AMOR UTILITÁRIO

E cresceram os meninos, e Esaú foi homem perito na caça, homem do campo; mas Jacó era homem simples, habitando em tendas. E amava Isaque a Esaú, porque a caça era de seu gosto, mas Rebeca amava a Jacó. Gênesis 25.27,28

Qual é a causa ou motivo do amor dos pais por seus filhos nesse texto? Certamente uma pergunta fácil de ser respondida. Isaque amava, tinha preferência por Esaú por ele ser caçador, essa habilidade de caçar colaborava bastante com as necessidades da casa. Qual pai não se alegra com um filho que colabora com os custos da família? Rebeca por sua vez tinha maior preferência pelo filho mais novo, Jacó. O texto diz que enquanto Esaú era alguém para além dos limites do lar, Jacó por sua vez era mais caseiro e como resultado disso auxiliava sua mãe nos serviços domésticos.

Isaque e Rebeca erraram como pais não só porque revelaram uma nítida predileção quanto aos filhos, algo nocivo ao ambiente familiar, mas porque também desenvolveram esse “amor” ou preferência com base em interesses pessoais. Deveriam ter amado seus filhos pelo simples fato de serem filhos e não pelos benefícios que lhes proporcionavam por suas capacidades e habilidades.
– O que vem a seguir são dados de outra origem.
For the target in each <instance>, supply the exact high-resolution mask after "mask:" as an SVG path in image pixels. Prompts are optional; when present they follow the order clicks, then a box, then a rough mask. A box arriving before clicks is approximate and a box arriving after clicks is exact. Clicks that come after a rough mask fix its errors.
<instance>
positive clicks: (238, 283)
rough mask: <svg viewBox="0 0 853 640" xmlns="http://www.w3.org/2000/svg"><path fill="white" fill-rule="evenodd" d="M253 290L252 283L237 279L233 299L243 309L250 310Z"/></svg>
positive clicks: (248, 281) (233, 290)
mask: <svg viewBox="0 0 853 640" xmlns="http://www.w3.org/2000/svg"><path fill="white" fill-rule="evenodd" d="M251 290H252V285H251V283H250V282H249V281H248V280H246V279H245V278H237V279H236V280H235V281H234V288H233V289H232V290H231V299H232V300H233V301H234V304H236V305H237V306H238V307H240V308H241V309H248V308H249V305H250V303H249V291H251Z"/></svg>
Eu acho muito interessante como o mundo e os homens continuam os mesmos. O erro ou pecado de Isaque e Rebeca, que chamo de “amor utilitário” é ainda mais comum em nossos dias. Amor utilitário é um falso amor, é amar com base em competências e habilidades. É amar não pelo que a pessoa É, mas pelo que ela FAZ. É si interessar por alguém não por suas qualidades morais, mas por sua beleza, riqueza, inteligência, influência, fama ou espiritualidade.

Isso nada mais é que a objetificação da pessoa. É quando sem perceber ou percebendo, transformamos as pessoas a nossa volta em meros objetos a serem usados. E quando estes perdem suas capacidades são logo descartados, assim como um micro-ondas que não mais atende as necessidades de uma casa. É exatamente isso que fazemos quando o que sentimos pelos outros é mero fruto de utilitarismo.

De forma bem pessimista, o escritor Paulo Brabo afirma em seu livro “A Bacia das Almas” que vivemos em um mundo que ninguém ama quem não tem nada a oferecer. Nossa tendência mais natural é amar as pessoas pelo que são capazes de fazer. Isso é tão verdade que muitos temem a aposentadoria e perda de suas capacidades, por que no fundo sabem que perda das habilidades os fará menos atraentes e menos dignos de amor aos olhos dos outros.

Paulo, o apóstolo, afirma que Jesus nos amou a despeito de qualquer competência, capacidade ou interesses. “Ele nos amou e se sacrificou sendo nós ainda pecadores” (Romanos 5.8). Ele nos amou sendo nós incapazes, deficientes, inabilitados, medíocres, incompletos, faltos e fracos. Esse é o perfeito amor desinteressado, que ama pelo simples fato ser. Esse tipo de amor está sem dúvidas em extinção, mas ainda pode ser encontrado em alguns poucos corações.